Support for residents and community based anti-smoking campaigns on the Mid North Coast is the local focus of record new funding for Australia’s first four-year Tackling Indigenous Smoking (TIS) program.
“Together, we are making progress in reducing smoking rates but tobacco is still claiming the lives of far too many local Indigenous people,” Mr Hartsuyker said.
“On average, smoking is responsible for 20 per cent of preventable deaths among Aboriginal people and more than 10 per cent of the health problems encountered by our Indigenous communities.”
Mr Hartsuyker said the new funding was an important part of the Coalition Government’s commitment to Closing The Gap in health inequality, by providing certainty and continuity for proven local campaigns to reduce the devastating impacts of tobacco-related disease.
“Galambila Aboriginal Health Service currently runs TIS projects right across the Mid North Coast, covering the local government areas of Coffs Harbour, Bellingen, Nambucca, Macleay and Port Macquarie-Hastings,” Mr Hartsuyker said.
”From 1 July, the Turnbull Government will extend the TIS program from the existing three-year to a four-year term.
“While existing and proposed local TIS projects will have to apply for the new funding, we know the new four-year program will build on successes and provide security for people working in the campaigns and for local communities.
“We will also invite new initiatives, with more than $6 million in extra funding to tackle smoking among pregnant women and people living in remote areas, because rates among these groups remain worryingly high.”

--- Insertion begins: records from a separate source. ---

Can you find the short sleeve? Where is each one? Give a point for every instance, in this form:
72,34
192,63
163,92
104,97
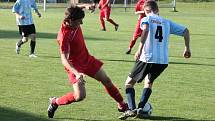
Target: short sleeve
144,21
63,42
16,7
176,29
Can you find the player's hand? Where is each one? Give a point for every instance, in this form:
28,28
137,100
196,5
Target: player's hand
187,53
80,77
39,15
21,17
137,55
92,8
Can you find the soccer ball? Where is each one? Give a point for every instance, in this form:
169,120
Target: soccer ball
147,109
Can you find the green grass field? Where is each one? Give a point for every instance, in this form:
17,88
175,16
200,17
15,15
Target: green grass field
185,91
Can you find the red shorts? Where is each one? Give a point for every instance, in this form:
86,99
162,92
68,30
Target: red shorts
105,13
90,69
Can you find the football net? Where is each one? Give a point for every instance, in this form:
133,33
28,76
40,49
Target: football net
131,4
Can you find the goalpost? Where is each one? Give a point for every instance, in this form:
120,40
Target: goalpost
161,4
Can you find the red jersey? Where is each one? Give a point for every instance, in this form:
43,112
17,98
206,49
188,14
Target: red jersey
139,7
71,41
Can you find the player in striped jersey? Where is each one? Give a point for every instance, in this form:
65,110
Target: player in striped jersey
152,55
24,20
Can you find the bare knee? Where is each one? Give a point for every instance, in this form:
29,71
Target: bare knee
33,37
79,97
129,83
107,82
147,83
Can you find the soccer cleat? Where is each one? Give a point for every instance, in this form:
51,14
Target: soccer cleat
32,56
103,29
17,48
52,107
128,51
126,114
116,27
141,114
123,107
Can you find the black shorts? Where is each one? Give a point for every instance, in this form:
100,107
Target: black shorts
26,30
141,69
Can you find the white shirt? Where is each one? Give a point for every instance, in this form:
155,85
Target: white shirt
155,49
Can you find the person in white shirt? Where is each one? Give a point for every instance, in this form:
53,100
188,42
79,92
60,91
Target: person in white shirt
152,56
24,20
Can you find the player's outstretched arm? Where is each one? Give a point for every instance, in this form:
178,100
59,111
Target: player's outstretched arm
187,52
90,7
38,13
139,12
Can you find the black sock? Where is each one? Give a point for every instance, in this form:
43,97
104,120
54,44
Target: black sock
19,43
145,96
130,92
32,44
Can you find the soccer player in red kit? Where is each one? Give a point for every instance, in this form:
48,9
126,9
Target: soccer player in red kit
138,31
78,62
105,9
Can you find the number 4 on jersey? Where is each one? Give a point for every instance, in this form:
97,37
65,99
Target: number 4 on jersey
159,33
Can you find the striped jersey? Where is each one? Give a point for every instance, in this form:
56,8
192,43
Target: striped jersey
23,7
155,49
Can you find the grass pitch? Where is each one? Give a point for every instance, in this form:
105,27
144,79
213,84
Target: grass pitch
185,91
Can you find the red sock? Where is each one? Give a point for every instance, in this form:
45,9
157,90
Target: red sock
114,93
66,99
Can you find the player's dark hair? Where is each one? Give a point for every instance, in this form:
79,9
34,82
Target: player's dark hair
73,13
152,5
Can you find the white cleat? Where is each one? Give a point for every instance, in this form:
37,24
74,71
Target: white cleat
32,56
17,48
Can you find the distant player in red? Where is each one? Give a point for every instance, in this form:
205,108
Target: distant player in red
138,31
78,62
105,9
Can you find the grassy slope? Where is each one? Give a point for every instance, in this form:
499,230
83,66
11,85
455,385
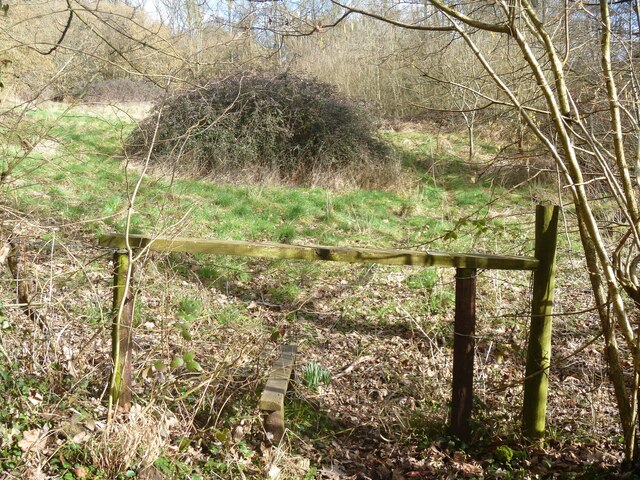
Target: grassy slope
228,311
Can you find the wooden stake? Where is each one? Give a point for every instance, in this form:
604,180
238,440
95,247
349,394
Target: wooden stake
534,407
120,384
463,352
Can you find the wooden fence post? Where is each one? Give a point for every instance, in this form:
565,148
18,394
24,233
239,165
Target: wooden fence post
120,383
463,352
534,406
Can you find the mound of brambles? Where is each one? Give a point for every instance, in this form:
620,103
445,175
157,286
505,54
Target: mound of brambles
288,127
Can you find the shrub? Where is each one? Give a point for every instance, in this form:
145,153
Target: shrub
286,126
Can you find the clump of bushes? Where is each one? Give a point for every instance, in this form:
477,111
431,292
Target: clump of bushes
285,126
121,91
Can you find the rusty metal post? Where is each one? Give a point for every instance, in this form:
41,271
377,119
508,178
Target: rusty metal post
463,352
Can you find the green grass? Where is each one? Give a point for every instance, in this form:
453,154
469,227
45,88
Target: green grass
85,181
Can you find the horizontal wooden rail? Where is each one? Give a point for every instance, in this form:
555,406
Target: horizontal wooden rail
314,252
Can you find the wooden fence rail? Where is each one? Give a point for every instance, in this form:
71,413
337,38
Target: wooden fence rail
543,265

The revamped TIS program will:
• Continue the successful local Regional Tobacco Control grants scheme including school and community education, smoke-free homes and workplaces and quit groups
• Expand programs targeting pregnant women and remote area smokers
• Enhance the Indigenous quitline service
• Support local Indigenous leaders and cultural programs to reduce smoking
• Continue evaluation to monitor the efficiency and effectiveness of individual programs, including increased regional data collection
The latest Australian Bureau of Statistics report on Indigenous smoking shows significant declines in overall rates, with an average 2.1 percent annual drop since targeted interventions began in 2008.
“The good news is that, on average, our young Indigenous people are really reducing their smoking, with the number high school children trying tobacco down nearly 50 per cent,” Mr Hartsuyker said.
“Quit rates are also up and there is evidence that the amount of heart problems from smoking among older people is already dropping.
“This new funding promises to build on these successes because it’s vital we keep the local momentum going.”